Bu mübeccel sefere iştirak edememe burukluğunu yaşayanlar da vardı. Rüyasında bile Resûli Ekrem’in yanından ayrılmayı düşünmeyen Enes bin Nadır da bunlardandı.. Bulunamamış ve bir sene bu hicranla yanıp tutuşmuştu. Hicran ki en müessir duadır. İsterseniz, ben de sizlere, ızdırap ve hicran talebinde, masiva ile alâkalı hicran talebinde bulunayım: (Allah (cc), ızdırabı, çileyi, hicranı zihinlerinize, kalplerinize saçsın ve uykularınızı kaçırsın!) Evet, perişan milletimiz ve sizin gibi düşünen perişan milletler için ızdırap içinde yatıp kalkma, ızdırapla inleyip durma, öyle müthiş bir duâdır ki, bin rekat namaz kılsanız, hatta bu namazı Kabe’de eda etseniz bin defa tavafta bulunsanız, sonra da el açıp yalvarsanız yine ızdırap duasının ve muzdaribin duasının seviyesini tutturamazsınız. Evet ızdırapda ağzınızı açıp “ya Rabbî” demediniz ama, ızdırabınız size uyumayı haram kıldı. Sabaha kadar fasılasız düşünüp durdunuz. “Ah benim Türkistan’daki kardeşlerim, ah benim Afganistan’daki kardeşlerim! kim bilir yine hangi bacımın baş örtüsüne el uzatıldı? kim bilir nerede hangi anam, kıstırıldı ve ırzına tecavüz edilmek istendi? Cumâbâlâ’daki kardeşlerim, Gümülcine’deki kardeşlerim, Sofya’daki kardeşlerim, İskeçe’deki kardeşlerim!. Ve camilerin izi bile kalmayan o koca sultanların camilerle donattığı Kavala’daki kardeşlerim! Ve daha neredekiler neredekiler...”

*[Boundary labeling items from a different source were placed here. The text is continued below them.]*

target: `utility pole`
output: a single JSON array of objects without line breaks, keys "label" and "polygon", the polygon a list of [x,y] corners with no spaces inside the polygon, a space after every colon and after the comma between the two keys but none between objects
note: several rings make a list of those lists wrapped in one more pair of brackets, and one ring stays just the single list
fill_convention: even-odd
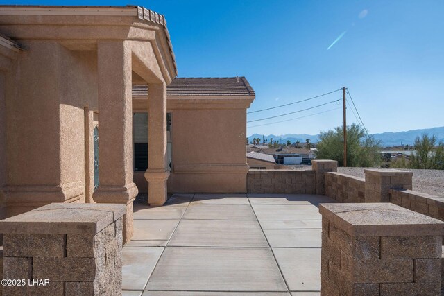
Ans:
[{"label": "utility pole", "polygon": [[347,106],[345,105],[345,91],[347,87],[342,88],[342,101],[343,103],[344,114],[344,166],[347,166]]}]

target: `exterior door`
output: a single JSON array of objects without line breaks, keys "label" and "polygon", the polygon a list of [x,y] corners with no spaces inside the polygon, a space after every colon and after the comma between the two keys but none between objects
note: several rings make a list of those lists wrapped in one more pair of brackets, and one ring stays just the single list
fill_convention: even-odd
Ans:
[{"label": "exterior door", "polygon": [[96,126],[94,132],[94,190],[99,186],[99,128]]}]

Evet ızdırap öyle müthiş bir duâdır ki, bu duâ Allah’a doğru teveccüh ederken, bütün gök ehli “amin” der. Izdırap, mü’minin kıymetler üstü kıymete ulaştığı bir andır. Ve o an mutlak duayla daha da verimleştirilmelidir. O ân ki, insanın şakakları zonklar, kasıklarına sancı girer ve ellerini kasıklarına koyup ızdırapla döner. Çünkü o anda din kardeşleriyle ve kendi gibi düşünenlerle beraberdir. Zaten biz de, bunu gerçekleştirmek için varız. Bunu yapamayacaksak bizim için yerin altı da birdir, üstü de birdir. Zilletle yaşamaktansa; yani, benim insanımın, benim milletimin hakkına tecavüz edilecek de benim elimden bir şey gelmeyecekse bizim için yerin altı yerin üstünden daha hayırlıdır.

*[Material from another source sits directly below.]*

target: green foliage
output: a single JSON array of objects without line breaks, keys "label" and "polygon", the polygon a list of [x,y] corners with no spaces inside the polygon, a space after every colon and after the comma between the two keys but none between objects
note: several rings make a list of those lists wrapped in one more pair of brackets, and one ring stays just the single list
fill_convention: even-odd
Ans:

Sahâbe de Bedir’e işte bu anlayışla güle oynaya gelmişlerdi. Çünkü önlerinde Cennet vardı.. ebediyet vardı ve Allah hoşnutluğu vardı. Melekler, o gün onların o tavırlarını öyle beğenmişlerdi ki, onlar “Ehad! Ehad!” dedikçe âdetâ semâlar deliniyor ve aşağıya tabur tabur melek iniyordu. Sanki daha Bedir başlamadan, Bedir’in zaferini kutlamak ve o zafer adına bir şehrâyin, bir donanma gecesi tertip etmek için melekler yeryüzüne iniyorlardı. Gören görüyordu; başlarında beyaz sarıklar ve sırtlarında beyaz urbalar. Niçin beyaz urbalar? Çünkü sahâbe Bedir’e gelirken beyaz urbalarla gelmişti. Dillerinde parola, “Ehad! Ehad!” Evet, böyle karşılıyorlardı oraya gelirken, ruhları gibi simsiyah elbiseler içinde gelen Mekke müşriklerini ve kocamış küfür babalarını.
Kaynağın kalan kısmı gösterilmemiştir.